The Bluenose is the nickname for a 50-cent definitive postage stamp issued by the Canadian Post Office on 8 January 1929 as part of the King George V "Scroll Issue". Scott number is 158 with a perforation of 12. The stamp depicts the fishing schooner Bluenose and the design, by the Canadian Bank Note Company, Ottawa, is a montage of two different images of the vessel, racing off Halifax Harbour. The stamp is considered a classic even though it was issued after 1900. It has been called "Canada's Finest Stamp" and is a favorite among collectors.

Three printing plates were made; plate 1 (of 200 impressions) was never used because of defects found, but plates 2 and 3 (of 100 impressions) were used to print 1,044,900 copies of the stamp.
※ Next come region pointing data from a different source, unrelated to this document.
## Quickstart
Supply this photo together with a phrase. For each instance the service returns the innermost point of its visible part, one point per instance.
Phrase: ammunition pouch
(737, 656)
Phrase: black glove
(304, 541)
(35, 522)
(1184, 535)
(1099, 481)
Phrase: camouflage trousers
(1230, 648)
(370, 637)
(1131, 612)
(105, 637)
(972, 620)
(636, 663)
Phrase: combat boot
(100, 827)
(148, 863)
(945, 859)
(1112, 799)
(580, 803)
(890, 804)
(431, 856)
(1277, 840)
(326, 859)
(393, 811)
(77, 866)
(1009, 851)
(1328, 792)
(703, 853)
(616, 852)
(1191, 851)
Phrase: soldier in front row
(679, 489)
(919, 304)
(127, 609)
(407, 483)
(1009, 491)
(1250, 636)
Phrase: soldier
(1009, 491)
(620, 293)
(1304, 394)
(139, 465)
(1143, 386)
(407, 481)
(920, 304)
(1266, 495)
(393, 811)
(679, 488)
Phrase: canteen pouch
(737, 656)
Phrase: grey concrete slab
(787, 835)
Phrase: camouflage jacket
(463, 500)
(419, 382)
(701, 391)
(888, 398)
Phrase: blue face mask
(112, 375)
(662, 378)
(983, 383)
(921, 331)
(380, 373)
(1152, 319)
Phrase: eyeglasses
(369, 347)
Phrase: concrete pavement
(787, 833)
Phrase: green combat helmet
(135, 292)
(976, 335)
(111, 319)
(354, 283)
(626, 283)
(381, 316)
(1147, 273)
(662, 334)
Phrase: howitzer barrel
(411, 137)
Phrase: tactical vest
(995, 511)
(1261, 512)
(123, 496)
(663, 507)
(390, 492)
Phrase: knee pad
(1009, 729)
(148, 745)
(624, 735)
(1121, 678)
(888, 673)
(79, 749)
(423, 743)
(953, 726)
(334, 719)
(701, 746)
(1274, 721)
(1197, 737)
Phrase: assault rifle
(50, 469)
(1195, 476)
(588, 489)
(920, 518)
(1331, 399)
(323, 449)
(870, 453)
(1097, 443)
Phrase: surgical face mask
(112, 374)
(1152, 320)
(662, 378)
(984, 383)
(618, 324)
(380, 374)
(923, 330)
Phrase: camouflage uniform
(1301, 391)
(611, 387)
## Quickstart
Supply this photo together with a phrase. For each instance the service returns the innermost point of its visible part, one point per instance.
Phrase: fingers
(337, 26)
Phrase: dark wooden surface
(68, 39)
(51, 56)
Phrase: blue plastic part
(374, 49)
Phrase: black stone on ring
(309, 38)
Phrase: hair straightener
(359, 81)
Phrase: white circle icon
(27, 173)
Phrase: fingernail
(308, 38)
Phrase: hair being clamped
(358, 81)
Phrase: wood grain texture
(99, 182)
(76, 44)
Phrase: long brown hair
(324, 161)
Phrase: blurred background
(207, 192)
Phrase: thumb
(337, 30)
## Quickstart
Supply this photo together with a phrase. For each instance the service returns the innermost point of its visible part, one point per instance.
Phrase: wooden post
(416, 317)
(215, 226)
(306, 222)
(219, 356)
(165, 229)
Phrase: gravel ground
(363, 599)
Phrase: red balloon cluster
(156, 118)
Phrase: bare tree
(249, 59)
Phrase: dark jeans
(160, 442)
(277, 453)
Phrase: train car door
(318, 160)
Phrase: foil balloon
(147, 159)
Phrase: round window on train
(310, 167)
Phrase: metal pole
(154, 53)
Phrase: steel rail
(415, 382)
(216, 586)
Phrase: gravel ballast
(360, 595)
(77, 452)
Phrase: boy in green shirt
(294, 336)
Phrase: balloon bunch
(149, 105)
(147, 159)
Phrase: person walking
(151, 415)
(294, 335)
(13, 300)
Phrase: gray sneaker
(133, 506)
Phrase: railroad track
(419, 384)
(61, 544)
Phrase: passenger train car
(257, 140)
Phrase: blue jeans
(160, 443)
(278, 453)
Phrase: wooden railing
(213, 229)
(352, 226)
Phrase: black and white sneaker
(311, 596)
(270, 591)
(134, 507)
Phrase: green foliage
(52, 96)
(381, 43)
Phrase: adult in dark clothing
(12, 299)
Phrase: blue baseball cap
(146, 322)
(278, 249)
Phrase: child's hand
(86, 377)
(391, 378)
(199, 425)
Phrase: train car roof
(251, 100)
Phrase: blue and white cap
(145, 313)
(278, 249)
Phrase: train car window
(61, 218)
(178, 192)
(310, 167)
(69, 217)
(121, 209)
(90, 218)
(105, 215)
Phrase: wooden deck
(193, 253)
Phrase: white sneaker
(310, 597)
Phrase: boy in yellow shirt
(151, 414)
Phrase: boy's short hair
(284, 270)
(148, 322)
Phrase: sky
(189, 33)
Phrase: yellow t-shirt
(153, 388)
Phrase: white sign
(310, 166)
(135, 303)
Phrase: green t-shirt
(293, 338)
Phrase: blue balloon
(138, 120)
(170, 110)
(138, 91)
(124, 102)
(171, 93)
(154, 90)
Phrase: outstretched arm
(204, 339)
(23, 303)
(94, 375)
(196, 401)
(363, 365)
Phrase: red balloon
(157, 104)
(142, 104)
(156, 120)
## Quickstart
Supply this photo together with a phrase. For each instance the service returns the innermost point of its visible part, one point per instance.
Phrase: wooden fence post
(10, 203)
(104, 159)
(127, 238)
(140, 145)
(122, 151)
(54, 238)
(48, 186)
The photographs for the engraved stamp were taken by W.R. MacAskill in 1922 and the vignette was engraved by the American Bank Note Company, New York City.

In 2001 a Bluenose first day cover sold for CAN $3,650. One of two known imperforate sheets of 100 stamps, previously sold in 1970, was auctioned in 2017 for US $52,580 (US$45,500 before buyer's premium).

Stamps issued in 1982 and 1999 show all, or part, of the original Bluenose stamp in their designs. The 1982 stamp is a stamp-on-stamp design while the 1998 issue was in commemoration of the naval designer William James Roué of the original schooner.